“遊びをせんとやうまれけむ 戯れせんとや生まれけむ
遊ぶ子どもの声聞けば わが身さえこそ ゆるがるれ“
これは平安時代に編纂された「今様」集、「梁塵秘抄」の冒頭を飾る有名な言葉として
知られています。編纂したのは、あの平清盛と生涯主導権争いを演じる一方で、「今
様」に熱中して何度もノドをつぶしたと伝えられる後白河法皇とされています。
それから750年余り時を経た明治の初期、いわゆる”お雇い外国人“の一人として米国から
招かれ、福井の藩校明新館や大学南校(東大の前身)で物理・化学などを教えたグリフ
ィスは、こんな言葉を残しています。
“この2世紀半の間、この国の主な仕事は遊びだったといってよい”
どうやら日本人は、命の危険さえなければ、貧乏などものともせず“遊び”に情熱を傾け
てきたようです。
平安時代や江戸時代は比較的平穏な時代で、それが顕著なのかもしれませんが、伝統的
な「祭り」や「芸能」などが途切れることなく続いていることを考えると、案外騒乱の
時代にも「遊び」は失われていなかったのかもしれません。
「遊び」にはいろんなものがあります。
まず、ゲームスポーツの大半は遊びから生まれたものと言えるでしょう。オリンピック
種目の変遷をみても、遊びの要素はむしろ強くなってきています。
そもそも「sport」という言葉は「disport」(気晴らしをする)の頭が消えたものらし
く、釣りや登山は勿論のこと、囲碁・将棋をはじめとする諸々のゲームもスポーツの仲
間としてとらえられています。Sportの動詞には「遊ぶ」という意味もあるわけで、広
くとらえればスポーツと遊びは同じものと言えるのかもしれません。
「芸」もまた同様です。というより「芸」はより広い意味を持ち、スポーツは芸の一部
であると考えることも可能でしょう。
一昔前まで、西洋人が抱く日本人のイメージの代表は、”エコノミック・アニマル“でした。

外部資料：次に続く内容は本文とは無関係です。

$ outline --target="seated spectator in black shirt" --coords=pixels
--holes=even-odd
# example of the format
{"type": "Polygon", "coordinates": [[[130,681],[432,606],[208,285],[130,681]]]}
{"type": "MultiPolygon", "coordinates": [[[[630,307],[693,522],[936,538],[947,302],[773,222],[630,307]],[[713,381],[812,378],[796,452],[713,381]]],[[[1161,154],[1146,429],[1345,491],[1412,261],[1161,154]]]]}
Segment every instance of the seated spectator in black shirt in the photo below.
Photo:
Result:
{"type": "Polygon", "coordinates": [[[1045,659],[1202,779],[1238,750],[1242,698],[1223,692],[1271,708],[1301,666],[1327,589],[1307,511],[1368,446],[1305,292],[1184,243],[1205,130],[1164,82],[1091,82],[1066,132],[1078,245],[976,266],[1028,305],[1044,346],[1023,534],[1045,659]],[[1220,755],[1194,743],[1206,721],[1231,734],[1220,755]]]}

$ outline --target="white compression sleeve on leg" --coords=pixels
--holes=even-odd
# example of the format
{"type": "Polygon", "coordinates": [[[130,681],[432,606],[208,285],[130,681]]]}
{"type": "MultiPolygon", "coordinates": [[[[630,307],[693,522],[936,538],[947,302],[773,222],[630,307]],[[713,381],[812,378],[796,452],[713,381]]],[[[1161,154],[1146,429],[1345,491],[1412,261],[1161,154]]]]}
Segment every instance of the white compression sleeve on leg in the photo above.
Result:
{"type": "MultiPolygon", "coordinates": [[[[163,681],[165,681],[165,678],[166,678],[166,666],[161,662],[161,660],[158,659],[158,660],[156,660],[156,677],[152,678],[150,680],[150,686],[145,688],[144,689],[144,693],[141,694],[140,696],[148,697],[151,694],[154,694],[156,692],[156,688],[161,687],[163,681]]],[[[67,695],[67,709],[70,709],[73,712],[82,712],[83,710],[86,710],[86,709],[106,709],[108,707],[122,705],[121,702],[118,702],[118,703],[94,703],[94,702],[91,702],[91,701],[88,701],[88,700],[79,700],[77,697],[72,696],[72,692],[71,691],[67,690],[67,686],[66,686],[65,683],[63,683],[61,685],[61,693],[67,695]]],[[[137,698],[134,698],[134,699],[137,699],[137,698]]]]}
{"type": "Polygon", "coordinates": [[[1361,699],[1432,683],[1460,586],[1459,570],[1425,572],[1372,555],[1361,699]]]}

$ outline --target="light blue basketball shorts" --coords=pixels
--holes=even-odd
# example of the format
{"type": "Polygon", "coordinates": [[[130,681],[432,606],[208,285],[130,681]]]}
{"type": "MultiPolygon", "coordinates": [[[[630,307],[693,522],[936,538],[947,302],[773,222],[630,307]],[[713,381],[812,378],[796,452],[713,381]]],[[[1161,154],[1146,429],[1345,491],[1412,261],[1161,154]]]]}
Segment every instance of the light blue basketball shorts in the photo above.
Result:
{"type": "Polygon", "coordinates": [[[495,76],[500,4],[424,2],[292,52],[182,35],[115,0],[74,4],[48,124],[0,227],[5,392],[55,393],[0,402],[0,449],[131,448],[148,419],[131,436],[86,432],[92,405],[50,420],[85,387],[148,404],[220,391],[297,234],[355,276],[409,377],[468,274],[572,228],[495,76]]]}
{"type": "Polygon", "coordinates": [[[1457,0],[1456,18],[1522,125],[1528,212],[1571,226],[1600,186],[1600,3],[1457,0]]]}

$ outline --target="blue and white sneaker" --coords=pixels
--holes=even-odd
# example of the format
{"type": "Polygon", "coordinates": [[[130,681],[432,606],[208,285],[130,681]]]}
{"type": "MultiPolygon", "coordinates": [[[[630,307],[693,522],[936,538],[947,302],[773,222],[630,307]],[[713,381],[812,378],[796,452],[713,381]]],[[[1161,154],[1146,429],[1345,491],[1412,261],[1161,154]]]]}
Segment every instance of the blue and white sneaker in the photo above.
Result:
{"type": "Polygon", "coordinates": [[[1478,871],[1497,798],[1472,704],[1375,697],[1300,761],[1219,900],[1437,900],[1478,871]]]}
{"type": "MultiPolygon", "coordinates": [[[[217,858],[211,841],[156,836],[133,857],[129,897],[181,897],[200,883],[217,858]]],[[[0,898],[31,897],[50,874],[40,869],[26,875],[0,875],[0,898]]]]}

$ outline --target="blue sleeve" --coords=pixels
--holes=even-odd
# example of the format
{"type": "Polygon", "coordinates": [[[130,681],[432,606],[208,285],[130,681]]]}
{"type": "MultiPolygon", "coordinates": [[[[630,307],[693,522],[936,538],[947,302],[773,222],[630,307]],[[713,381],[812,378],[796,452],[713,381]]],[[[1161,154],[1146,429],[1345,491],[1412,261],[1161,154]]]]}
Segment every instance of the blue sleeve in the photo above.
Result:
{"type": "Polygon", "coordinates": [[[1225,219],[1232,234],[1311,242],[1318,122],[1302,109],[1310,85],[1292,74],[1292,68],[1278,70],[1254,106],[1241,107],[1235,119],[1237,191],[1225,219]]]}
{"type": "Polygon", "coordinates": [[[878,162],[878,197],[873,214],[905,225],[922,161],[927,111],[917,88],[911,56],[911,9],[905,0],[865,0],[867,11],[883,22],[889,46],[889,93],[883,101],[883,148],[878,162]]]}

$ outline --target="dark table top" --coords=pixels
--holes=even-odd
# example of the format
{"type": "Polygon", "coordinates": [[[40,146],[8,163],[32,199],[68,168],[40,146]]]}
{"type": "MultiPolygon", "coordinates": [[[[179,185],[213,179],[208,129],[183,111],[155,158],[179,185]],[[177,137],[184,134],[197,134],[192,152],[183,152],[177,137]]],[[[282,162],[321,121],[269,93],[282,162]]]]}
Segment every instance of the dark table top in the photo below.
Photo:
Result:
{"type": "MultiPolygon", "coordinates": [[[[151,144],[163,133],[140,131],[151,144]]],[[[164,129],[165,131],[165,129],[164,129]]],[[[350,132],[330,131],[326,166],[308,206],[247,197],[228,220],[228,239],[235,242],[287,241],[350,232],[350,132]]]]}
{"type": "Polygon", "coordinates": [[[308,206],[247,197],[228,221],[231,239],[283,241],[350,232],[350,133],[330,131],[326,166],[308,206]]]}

“小柄で、勤勉だが、画一的で、金にしか興味がなく、ユーモアを解さない。長けて
いるのは人まねとパクリだけ”
というものでした。しかしそれは大いなる誤解で、原因はコミュニケーション・ギャッ
プにありました。こんなジョークがそれを物語っています。
“ マイク: 「日本人ってジョークを聞くと3回笑うんだって」
チャールズ: 「えっ?どうして?」
マイク: 「1回目はみんなにつられて笑い、2回目はジョークを言った人に気を遣
って笑い、3回目は3日目くらいにやっと意味が分かって笑うのさ」“
しかしそのようなジョークはもはや通じなくなりつつあります。外国語が苦手な
日本人のイメージは未だ払しょくされていないにせよ、本当の日本人は個性的で、
笑いが大好きで、何事にも工夫を凝らす民族であることが理解され始めました。
頭に浮かぶ一つの例として、あの一世を風靡した(?)「PPAP」が思い出されます。
あの何でもないような単純な”芸“が世界の人気を得たのはそれなりの理由があった
はずです。もう一つの例はアイデアの宝庫「100均」です。
これら二つに共通するのは「遊び心」です。
「遊び」には「遊興」のほかに「余裕・間」といった意味があります。これは動きの
あるものに必要なもので、ハンドルの遊びや関節の軟骨がそれです。人の人生もまた
“動きあるもの”と考えるならば、「遊び」は不可欠なものと言わざるを得ません。
「遊び」はごく身近なレベルから超高級なレベルまで、つまり100均からぜいたく
品まで、ありとあらゆるところに存在します。そして、われわれ日本人は実は遊びが
大好きで、しかも優れたセンスを持っているのです。
これからの社会は、AIと精密機械の進歩発展により大きく変化し、仕事の大半はこ
れらに取って代わられるだろうと予想されています。ロボットがロボットを作り、
ロボットが教師になり、ロボットが診断をして手術をする時代が目の前に迫ってい
ます。しかし、そうなったとしても、AIが作った小説や音楽に人は感動しないでし
ょうし、ロボット同士のスポーツ競技や囲碁・将棋の対戦が人気を得ることはないは
ずです。つまり最後に残るのは「遊び」なのです。
「遊び」は人間らしさの象徴であり、人間にとって必要不可欠なものであり、私たち
にはそのセンスがあるということを忘れてはならないと思います。